May 15, 2024By Pete North

PN

I like Miriam Cates and I know what she's getting at, but Miriam Cates' speech on lawless schools is the wrong approach and I doubt it's enforceable. If anything, it will weaken the authority of the state because parents will openly defy it.

What's missing is proper parental supervision and a lack of discipline imposed by teachers. That points to a bigger and more difficult problem. 

Teachers, like the police, can only impose discipline if they have the backing of the state and the parents. The police are hamstrung by political correctness without political backing, and teachers live in constant fear of lawsuits and disciplinary action. Consequently, they have no authority and kids can run rings around them, just as criminals can openly mock the plod. 

The more difficult problem is the lack of parental backing of teachers, where parents view teachers as glorified babysitters. Teachers should have parental authority to impose discipline on licence, but if teachers assert their own authority, they are likely to face complaints from parents.

The other problem, is that we have overly feminised teaching, and too many teachers are an absolute pushover who do not command respect in their own right, thus lack personal authority. Kids can smell a weakling a mile off.  

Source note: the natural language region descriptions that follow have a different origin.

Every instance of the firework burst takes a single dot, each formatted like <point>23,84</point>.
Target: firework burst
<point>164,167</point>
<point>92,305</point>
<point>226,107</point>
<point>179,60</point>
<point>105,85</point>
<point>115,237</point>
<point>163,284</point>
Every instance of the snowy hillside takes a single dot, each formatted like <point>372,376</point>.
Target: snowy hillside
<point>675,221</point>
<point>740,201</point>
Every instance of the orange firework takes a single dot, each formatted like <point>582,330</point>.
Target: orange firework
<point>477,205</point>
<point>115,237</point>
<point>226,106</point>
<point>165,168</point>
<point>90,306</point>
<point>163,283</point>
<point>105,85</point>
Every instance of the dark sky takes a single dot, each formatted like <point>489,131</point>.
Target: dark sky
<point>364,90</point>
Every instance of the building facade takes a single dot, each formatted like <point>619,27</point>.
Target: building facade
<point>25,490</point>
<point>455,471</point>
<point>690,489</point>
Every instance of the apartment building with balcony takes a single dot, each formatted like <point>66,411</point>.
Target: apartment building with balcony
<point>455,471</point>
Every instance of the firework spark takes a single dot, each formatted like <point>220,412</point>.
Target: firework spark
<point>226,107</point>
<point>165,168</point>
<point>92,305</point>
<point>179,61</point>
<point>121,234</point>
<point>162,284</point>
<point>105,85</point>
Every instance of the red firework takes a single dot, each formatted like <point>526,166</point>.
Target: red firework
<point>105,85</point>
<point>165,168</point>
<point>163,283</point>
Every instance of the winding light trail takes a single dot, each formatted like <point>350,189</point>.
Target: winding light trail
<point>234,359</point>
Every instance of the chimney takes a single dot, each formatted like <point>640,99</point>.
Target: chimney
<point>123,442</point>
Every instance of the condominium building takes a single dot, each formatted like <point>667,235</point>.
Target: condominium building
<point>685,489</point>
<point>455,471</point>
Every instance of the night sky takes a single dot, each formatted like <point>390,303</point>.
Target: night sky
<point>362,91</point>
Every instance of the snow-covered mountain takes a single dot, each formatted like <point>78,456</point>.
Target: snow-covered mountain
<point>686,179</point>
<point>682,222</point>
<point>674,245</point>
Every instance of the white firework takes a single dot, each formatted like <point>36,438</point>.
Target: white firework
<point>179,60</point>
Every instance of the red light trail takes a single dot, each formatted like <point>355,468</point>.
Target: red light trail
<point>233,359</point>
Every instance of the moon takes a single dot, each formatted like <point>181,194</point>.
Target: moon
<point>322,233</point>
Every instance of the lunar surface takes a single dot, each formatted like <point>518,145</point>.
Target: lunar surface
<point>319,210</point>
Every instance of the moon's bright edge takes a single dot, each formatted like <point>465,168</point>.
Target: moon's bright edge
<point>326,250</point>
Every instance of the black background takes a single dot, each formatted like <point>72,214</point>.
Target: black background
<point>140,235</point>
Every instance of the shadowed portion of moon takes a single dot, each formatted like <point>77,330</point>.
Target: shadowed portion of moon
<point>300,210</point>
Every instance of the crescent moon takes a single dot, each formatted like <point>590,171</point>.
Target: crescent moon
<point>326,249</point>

The ultimate issue, though, is feckless parents who take no interest in their child's development, and believe it is the responsibility of the school to instil discipline. Parents are outsourcing parenthood to schools, and a leftist run educational establishment is all too happy to assume that role, with the state acting as a surrogate. Leftists want control over your kids so they can indoctrinate them in everything from climate dogma to gender ideology. Instruments like free school meals are just one of the ways to water down parental responsibility. 

Fixing this is not easy. Fixing it requires better, more rounded teachers.

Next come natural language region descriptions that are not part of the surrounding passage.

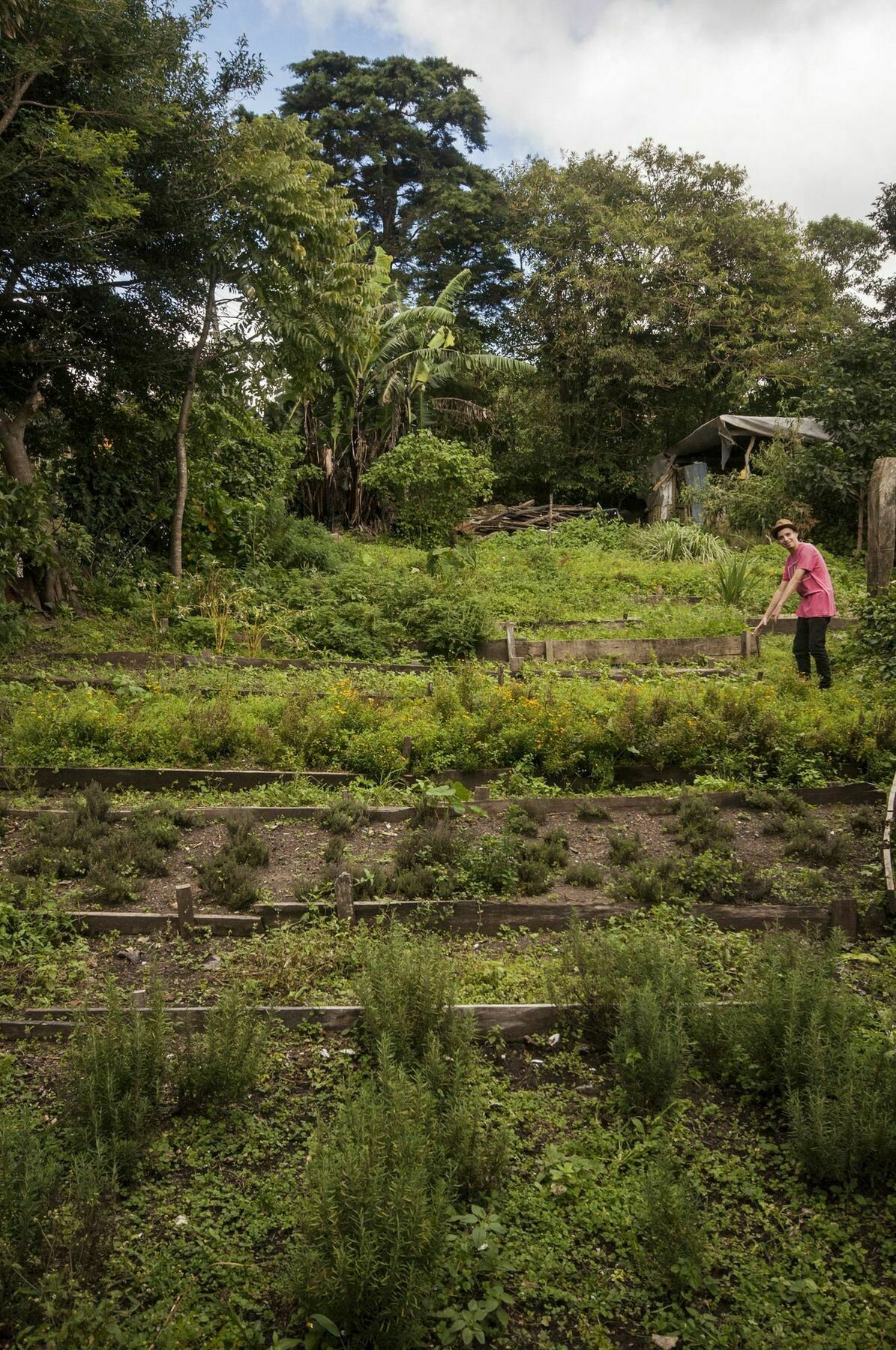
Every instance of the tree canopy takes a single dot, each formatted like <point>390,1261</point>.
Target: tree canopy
<point>400,134</point>
<point>659,292</point>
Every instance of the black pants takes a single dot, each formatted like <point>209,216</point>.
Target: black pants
<point>810,641</point>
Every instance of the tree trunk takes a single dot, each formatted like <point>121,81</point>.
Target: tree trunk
<point>40,586</point>
<point>175,554</point>
<point>882,524</point>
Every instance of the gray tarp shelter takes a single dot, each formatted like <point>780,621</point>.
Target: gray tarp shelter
<point>720,446</point>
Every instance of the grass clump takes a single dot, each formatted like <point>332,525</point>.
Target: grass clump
<point>698,824</point>
<point>373,1216</point>
<point>583,874</point>
<point>229,877</point>
<point>114,1082</point>
<point>670,1238</point>
<point>625,848</point>
<point>30,1180</point>
<point>343,817</point>
<point>592,812</point>
<point>864,821</point>
<point>220,1064</point>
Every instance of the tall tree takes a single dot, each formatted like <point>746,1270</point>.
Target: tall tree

It used to be the case that teaching was a respected profession and a teacher would enjoy a degree of social status. Now it's just a job. There is no competition to become a teacher, and nobody in their right mind would want to do it with so little moral support from the state or from parents, and not for the pitiful pay.

I think what's needed is a formal contract between parents and schools, setting out the obligations of all parties including the child, and the school should enjoy the right to exclude. Here, I'm in danger of speaking outside my field of experience, because I know how difficult that would be to enforce, and the school isn't always right. It would probably need independent regional arbitration bodies headed up by voluntary magistrates.

We have no problem setting standards, but we're useless at enforcing them because we're a soft touch and there are too many mitigating excuses. We need to demand better of parents and make them understand that their negligence/indifference/incompetence will have consequences. What we're talking about here is a renewed social contract that stops making allowances, especially on the grounds of race/faith and culture, and doesn't bend to "special snowflakism". Your child, in all probability, does not have special needs, isn't autistic, and needs to comply with the same  basic standards as everyone else. 

The proliferation of unchecked phone use among minors is a symptom of a broader malaise, and Cates is attacking a symptom rather than an issue that has deeper philosophical causes. 

As such, her proposal is only going to end up inconveniencing responsible parents while making virtually zero impact on the causal problems, which would no doubt require much more ambitious and contentious measures, and will again have to take on the blob. This falls short of that very necessary confrontation, and we can chalk it up as another instance of the Tories fiddling around the edges, and shrinking from taking on bad faith actors and degenerate leftist ideas. This is a half measure, and it ain't gonna work.

A simplistic, half-baked populist approach illustrates why populism is a poor substitute for policy.